Neste contexto, de mudanças e aumento das incertezas e instabilidades, em 1979 o FMI fez uma reunião internacional de emergência em que o dólar foi fortemente questionado pela sua desvalorização tanto por países de centro, como subdesenvolvidos. A partir de então foi sugerida a substituição do dólar por um ativo de reserva administrado pelo FMI e lastreado em uma cesta de moedas, além de outras sugestões para alterar o sistema de transações internacionais vigente.
            Como reação contrária a tomada desta iniciativa, os EUA elevaram a sua taxa de juros como nunca antes na história poucos dias após a tomada da decisão de criação de um novo sistema de transações. Essa elevação dos juros dos EUA trouxe várias consequências.
            O choque de juros afetou especialmente os países emergentes, espremidos entre a súbita escassez do meio de pagamento internacional e o elevado serviço da dívida externa já contratada.

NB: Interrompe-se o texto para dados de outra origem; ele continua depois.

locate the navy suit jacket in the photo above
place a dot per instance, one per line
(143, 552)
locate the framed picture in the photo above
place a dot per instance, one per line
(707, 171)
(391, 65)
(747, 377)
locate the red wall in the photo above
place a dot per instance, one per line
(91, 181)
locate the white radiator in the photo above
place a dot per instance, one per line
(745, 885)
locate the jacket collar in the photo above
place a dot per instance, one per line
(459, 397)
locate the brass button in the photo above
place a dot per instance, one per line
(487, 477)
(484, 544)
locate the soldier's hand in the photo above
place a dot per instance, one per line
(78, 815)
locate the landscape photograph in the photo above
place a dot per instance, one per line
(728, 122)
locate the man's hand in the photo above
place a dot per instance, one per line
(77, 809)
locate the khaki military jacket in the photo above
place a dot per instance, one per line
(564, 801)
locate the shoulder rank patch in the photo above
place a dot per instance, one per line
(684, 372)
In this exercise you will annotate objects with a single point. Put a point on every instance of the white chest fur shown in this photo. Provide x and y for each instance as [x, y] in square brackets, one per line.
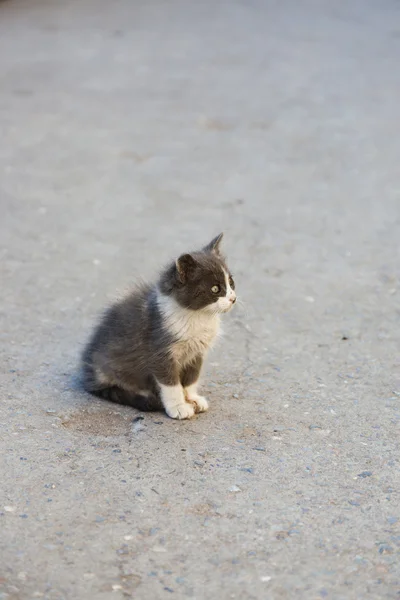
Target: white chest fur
[194, 331]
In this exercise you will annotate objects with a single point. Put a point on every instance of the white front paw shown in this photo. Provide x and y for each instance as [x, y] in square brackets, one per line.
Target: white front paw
[200, 403]
[180, 411]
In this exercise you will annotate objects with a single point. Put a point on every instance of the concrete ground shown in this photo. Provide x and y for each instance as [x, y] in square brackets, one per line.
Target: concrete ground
[132, 131]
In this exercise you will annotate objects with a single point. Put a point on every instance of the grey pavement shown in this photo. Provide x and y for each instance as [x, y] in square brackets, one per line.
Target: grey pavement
[132, 131]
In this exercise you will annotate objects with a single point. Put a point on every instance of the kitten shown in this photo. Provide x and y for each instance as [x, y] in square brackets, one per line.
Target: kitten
[149, 348]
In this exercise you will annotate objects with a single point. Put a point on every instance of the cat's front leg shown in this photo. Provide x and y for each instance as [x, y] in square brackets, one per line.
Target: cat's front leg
[190, 381]
[173, 399]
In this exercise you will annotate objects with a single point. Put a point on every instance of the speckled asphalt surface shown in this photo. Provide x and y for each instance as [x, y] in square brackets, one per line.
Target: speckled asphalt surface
[131, 132]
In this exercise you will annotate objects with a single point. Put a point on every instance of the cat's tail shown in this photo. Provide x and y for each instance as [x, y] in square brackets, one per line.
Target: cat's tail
[146, 403]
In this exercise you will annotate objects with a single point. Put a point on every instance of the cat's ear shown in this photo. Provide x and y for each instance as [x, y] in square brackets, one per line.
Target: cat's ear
[185, 266]
[214, 245]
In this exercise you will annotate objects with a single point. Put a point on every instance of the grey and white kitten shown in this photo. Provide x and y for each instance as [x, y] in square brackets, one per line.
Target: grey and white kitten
[149, 348]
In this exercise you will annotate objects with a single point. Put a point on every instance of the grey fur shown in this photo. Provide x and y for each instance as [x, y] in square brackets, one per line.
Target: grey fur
[132, 347]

O célebre problema da transferência de recursos quebrou as economias periféricas que sangraram os mares da abundante liquidez no mercado internacional e levaram à exasperação o seu endividamento em dólares.

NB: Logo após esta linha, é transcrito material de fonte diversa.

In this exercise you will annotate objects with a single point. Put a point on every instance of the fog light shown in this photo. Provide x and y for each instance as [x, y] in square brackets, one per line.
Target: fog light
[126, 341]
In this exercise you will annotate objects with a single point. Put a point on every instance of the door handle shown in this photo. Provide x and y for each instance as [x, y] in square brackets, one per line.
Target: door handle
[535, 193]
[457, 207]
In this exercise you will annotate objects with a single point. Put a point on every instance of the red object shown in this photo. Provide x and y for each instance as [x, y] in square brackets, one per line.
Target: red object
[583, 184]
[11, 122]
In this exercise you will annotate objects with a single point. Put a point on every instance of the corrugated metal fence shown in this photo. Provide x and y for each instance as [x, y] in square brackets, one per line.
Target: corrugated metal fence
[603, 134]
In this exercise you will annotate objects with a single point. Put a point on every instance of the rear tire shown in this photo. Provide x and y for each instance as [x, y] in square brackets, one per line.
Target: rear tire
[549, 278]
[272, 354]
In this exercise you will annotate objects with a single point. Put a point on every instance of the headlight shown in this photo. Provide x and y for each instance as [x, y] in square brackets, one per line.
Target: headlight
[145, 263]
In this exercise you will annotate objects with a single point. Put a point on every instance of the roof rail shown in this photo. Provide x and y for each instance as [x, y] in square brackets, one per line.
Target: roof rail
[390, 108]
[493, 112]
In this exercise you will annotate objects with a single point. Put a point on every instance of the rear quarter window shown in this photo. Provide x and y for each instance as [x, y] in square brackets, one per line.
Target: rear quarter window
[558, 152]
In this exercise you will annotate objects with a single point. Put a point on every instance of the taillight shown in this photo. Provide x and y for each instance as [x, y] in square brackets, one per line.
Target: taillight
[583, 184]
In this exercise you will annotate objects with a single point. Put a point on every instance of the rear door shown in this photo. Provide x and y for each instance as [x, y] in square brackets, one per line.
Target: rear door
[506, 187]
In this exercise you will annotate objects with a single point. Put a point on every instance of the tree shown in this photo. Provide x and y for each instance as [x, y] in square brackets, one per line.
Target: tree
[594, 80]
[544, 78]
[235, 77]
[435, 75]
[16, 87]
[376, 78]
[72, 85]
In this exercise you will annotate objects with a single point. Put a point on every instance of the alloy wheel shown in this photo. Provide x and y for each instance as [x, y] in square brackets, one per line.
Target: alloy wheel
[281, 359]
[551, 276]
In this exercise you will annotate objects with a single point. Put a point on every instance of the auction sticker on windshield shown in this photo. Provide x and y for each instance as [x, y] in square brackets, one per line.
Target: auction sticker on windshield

A recuperação do poder do dólar instaurou um novo regime de coordenação da economia mundial e abriu espaço para o comando dos mercados financeiros anglo-saxões sobre as estratégias empresariais e as políticas econômicas.
Os objetivos do tratado de Bretton Woods de se criar um mundo com objetivos de promoção de um desenvolvimento baseado no pleno emprego e crescimento dos salários foi esquecido pelos EUA.
Os juros altos nos EUA não penalizaram apenas os países do 3º mundo, mas também investimentos no próprio país. Isso fez com que fosse diminuído o consumo e investimentos tanto fora, como dentro dos EUA apesar de o governo ter conseguido manter o dólar em sua posição de moeda interncional.                               
Fontes:
MOFFIT, M. 1984. O dinheiro do Mundo, Rio de Janeiro, Paz e Terra.
Belluzo, G. Os Antecedentes da Tormenta, Campinas/SP, FACAMP
Fiori, L. O poder Americano, 2005 Vozes
Galípolo, G e Belluzzo, L. 29/10/1985, Economia – A guerra do dólar, Carta Capital

Silva, P. Origem e desenvolvimento do sistema financeiro internacional. PUC – São Paulo.